On pensait connaître, grosso modo, tous les genres cinématographiques existants. Du film noir au « teen movie », du cinéma expérimental à la comédie romantique, de la cave au grenier, pas un recoin de la maison cinéma qui nous soit étranger, foi de cinéphile. Jusqu'au jour où, de clic en clic, on tombe sur Videodrome, la chaîne YouTube de Lumi. Et là, patatras, on (re)découvre qu'on ne savait rien, ou si peu. Découvrant ses vidéos sur Le gothique tropical ou La porno-misère, on s'aperçoit, penaud, qu'on n'en a jamais entendu parler. Nés en Colombie, ces deux genres, l'un (le « gothique tropical ») parfaitement assumé par ses auteurs, et l'autre (la « porno-misère ») nommé et défini par des cinéastes qui le dénoncent, ont pourtant beaucoup à nous dire de l'Amérique Latine et du cinéma en général. Si la porno-misère désigne un certain type de cinéma « documentaire » peu scrupuleux, faisant de la précarité et de la détresse un spectacle exotique, le gothique tropical est un authentique courant du cinéma d'horreur des plus intrigants. Au début des années 70, Buñuel aurait lancé, à l'écrivain colombien Álvaro Mutis, le défi d'écrire une histoire gothique dans les tropiques, chose que le cinéaste estimait impossible. En écrivant La maison de Arucaíma, Mutis démontra qu'il n'en était rien.
En effet, la forêt amazonienne n'a rien à envier aux vieilles pierres de notre bon vieux gothique européen. Chargée de mystère, de danger, elle exsude, tout aussi bien que les murs suintants de châteaux embrumés, les désirs réprimés, la folie, la cruauté, et recèle, au cœur de son entrelacement vert, les fantômes d'un passé violent (en l'occurrence, lié à l'esclavage et au colonialisme).
De cette création littéraire au « groupe de Cali », bouillonnant collectif de cinéastes colombiens fondé dans les années 70 et qui donna naissance, entre autres, au gothique tropical, Lumi nous fait pénétrer dans un monde inconnu, nouveau, qui nous attendait sans que nous le sachions.

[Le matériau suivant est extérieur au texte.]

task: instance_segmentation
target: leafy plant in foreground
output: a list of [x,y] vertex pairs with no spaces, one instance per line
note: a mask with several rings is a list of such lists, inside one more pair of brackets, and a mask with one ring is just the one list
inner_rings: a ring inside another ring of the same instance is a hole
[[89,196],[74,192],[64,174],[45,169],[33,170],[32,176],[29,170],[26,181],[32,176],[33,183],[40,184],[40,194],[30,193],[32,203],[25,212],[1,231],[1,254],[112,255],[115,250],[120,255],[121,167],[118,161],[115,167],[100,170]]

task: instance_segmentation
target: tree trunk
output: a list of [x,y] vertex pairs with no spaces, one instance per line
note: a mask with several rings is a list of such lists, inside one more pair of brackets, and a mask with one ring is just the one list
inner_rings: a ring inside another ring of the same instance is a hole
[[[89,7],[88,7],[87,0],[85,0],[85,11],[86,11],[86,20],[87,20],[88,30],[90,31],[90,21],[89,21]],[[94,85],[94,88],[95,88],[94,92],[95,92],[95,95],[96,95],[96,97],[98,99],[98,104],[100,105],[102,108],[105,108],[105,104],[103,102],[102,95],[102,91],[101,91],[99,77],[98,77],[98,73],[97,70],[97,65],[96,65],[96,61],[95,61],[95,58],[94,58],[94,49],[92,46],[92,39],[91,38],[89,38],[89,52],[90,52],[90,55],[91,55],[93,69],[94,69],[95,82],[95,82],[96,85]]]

Outre la bienfaisante leçon d'humilité que constituent ces deux vidéos, composées de nombreux extraits, d'archives et d'interviews réalisées par la vidéaste, on est saisi par leur élégance et leur inventivité formelles. Depuis sa brillante série de vidéos intitulées Servir les riches consacrées aux représentations de la domesticité au cinéma, Lumi utilise la technique du stop motion (l'animation image par image) pour habiller ses réalisations. Ainsi, remontant aux sources de tel film ou de telle figure cinématographique, ses vidéos sont encadrées d'animations en papier découpé, en pâte à modeler, en éléments végétaux... Le résultat est un plaisir pour les yeux. Cet usage discret et pertinent d'une technique rudimentaire, aussi vieille que le cinématographe, convoque tout un imaginaire enfantin, artisanal, naïf, qui renvoie à la source même 7ème art, et ajoute une dimension ludique et poétique aux vidéos de Lumi. Cette idée lui vint pourtant de façon tout à fait triviale, suite au retrait par YouTube de deux de ses vidéos en raison des extraits qu'elle utilisait :

« Je me suis dit, il faut trouver une solution. Soit je me montre, soit je trouve un format pour ne pas mettre les images en plein écran et que je puisse montrer des extraits sans que YouTube vienne me dire que j'ai recopié le film sur ma chaîne. Et j'avais vu un documentaire que j'aime beaucoup, A story for the Modlins (Sergio Oksman, 2012), sur un mec qui trouve une boîte et qui va filmer sur un fond noir ses mains qui amènent cette boîte, qui l'ouvrent, et dans cette boîte il y a des photos, et il commence à expliquer son histoire en posant les photos sur le fond noir. J'avais adoré ça.
Je me suis dit, puisqu'il faut absolument que j'ai un fond, que j'ai autre chose que mes extraits de films, pourquoi pas moi aussi mettre des objets, poser des trucs, habiller les images pour pouvoir parler de cinéma et que YouTube ne m'embête pas trop, et que ce soit aussi un peu original. [...]
Le stop motion, j'avais essayé comme beaucoup de gens qui s'intéressent au cinéma, comme ça pour voir. Une clémentine qui perd sa peau par exemple... Et puis je me suis rendu compte que finalement, si on a du temps devant soi, c'est vraiment à la portée de tout le monde. Y a pas besoin d'avoir des connaissances pas possibles, ou une technicité particulière. J'adore le stop motion pour ça. Même des enfants peuvent en faire, il y a plein d'ateliers pour enfants ou pour les personnes âgées en EHPAD aussi. Et puis comme ça je ne faisais pas que du travail intellectuel mais aussi des trucs avec mes mains.
Enfin, c'est pour ça qu'en deux ans je n'ai sorti que quatre ou cinq vidéos je pense. À la fois j'adore ça et en même temps je me dis mais quelle idée ! » (Lumi, Videodrome)

 

Videodrome - Les voleurs - Fiction et réalités


La vidéaste nous propose également, entre autres, deux passionnantes approches de la figure de la prostituée au cinéma (Travail du sexe au cinéma - Femmes de Western et Travail du sexe au cinéma - Le sauveur possessif), , et une autre consacrée à celle du voleur, dans une vidéo incisive et revigorante mettant en lumière la différence de traitement du « voleur », dans la fiction comme dans le reportage télé, selon qu'il vole à l'étalage ou qu'il excelle dans l'évasion fiscale (Les voleurs - Fiction et réalités).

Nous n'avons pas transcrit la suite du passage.